Cholestanol is the key driver of symptomatic burden and disease progression, including irreversible neurologic dysfunction. If not treated, patients with CTX can experience symptoms that disrupt their lives and can progress over time, including chronic diarrhea, juvenile bilateral cataracts, tendon xanthomas, and neurologic deterioration. The submission of the NDA is based on the positive results of the Phase 3 RESTORE study which evaluated chenodiol in adult patients with CTX.

The study met its primary endpoint of reduction in bile alcohols with high statistical significance (p<0.0001). The difference observed between placebo and active chenodiol at the end of the randomized double-blind withdrawal period was 20-fold. The RESTORE study also demonstrated that treatment with chenodiol significantly improved serum cholestanol.

The most common adverse events were diarrhea and headache, the majority of which were mild or moderate and not considered to be treatment related. The Phase 3 RESTORE study was a randomized withdrawal, placebo-controlled clinical trial which evaluated the safety and efficacy of chenodiol in patients with cerebrotendinous xanthomatosis (CTX). Chenodiol is administered at 250 mg three times daily in tablet format.
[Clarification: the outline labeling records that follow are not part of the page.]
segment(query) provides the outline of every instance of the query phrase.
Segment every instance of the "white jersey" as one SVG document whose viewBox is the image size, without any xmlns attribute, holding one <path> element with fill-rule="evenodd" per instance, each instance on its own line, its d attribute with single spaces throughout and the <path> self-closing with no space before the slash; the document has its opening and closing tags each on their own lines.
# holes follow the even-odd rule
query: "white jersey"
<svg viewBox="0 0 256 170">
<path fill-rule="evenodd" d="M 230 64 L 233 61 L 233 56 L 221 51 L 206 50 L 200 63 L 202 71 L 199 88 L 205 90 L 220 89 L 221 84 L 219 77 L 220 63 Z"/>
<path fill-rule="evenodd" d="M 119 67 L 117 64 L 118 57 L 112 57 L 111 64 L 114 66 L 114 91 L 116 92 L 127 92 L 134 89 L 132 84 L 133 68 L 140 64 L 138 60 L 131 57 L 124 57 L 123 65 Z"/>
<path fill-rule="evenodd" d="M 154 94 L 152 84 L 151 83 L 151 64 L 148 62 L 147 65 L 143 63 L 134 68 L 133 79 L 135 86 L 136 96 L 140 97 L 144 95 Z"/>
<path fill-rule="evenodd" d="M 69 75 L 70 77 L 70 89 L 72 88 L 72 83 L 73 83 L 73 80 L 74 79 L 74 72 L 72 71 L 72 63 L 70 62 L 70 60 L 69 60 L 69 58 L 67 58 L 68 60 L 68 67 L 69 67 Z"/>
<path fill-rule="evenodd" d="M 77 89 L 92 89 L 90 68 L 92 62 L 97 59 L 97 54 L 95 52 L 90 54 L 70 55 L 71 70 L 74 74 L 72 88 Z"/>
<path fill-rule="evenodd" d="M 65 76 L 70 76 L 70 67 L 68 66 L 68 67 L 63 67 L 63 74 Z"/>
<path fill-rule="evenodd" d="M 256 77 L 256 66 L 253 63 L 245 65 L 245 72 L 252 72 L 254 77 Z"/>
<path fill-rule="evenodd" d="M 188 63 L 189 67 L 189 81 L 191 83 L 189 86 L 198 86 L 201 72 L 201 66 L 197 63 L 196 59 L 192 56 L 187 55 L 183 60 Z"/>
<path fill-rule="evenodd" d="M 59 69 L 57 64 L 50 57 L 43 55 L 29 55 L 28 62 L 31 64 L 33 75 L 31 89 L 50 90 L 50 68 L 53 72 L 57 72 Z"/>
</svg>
The objective of the RESTORE study is to understand how the body responds, as measured by change in blood and urine biomarkers associated with CTX, when treated with chenodiol. The study involved a screening period (4 weeks), four treatment periods (totaling 6 months), and a follow-up phone call (30 days after last dose was administered). The four treatment periods consisted of: an 8-week open-label chenodiol period, a 4-week randomized withdrawal period (placebo or chenodiol), a second 8-week open-label chenodiol period for all patients, and a second 4-week randomized withdrawal period (alternate treatment to first withdrawal period).

The primary analysis assessed change at the end of each double-blind withdrawal period. The study also included an open-label pediatric treatment group where all patients received liquid chenodiol. The study was conducted at multiple sites in the United States and Brazil.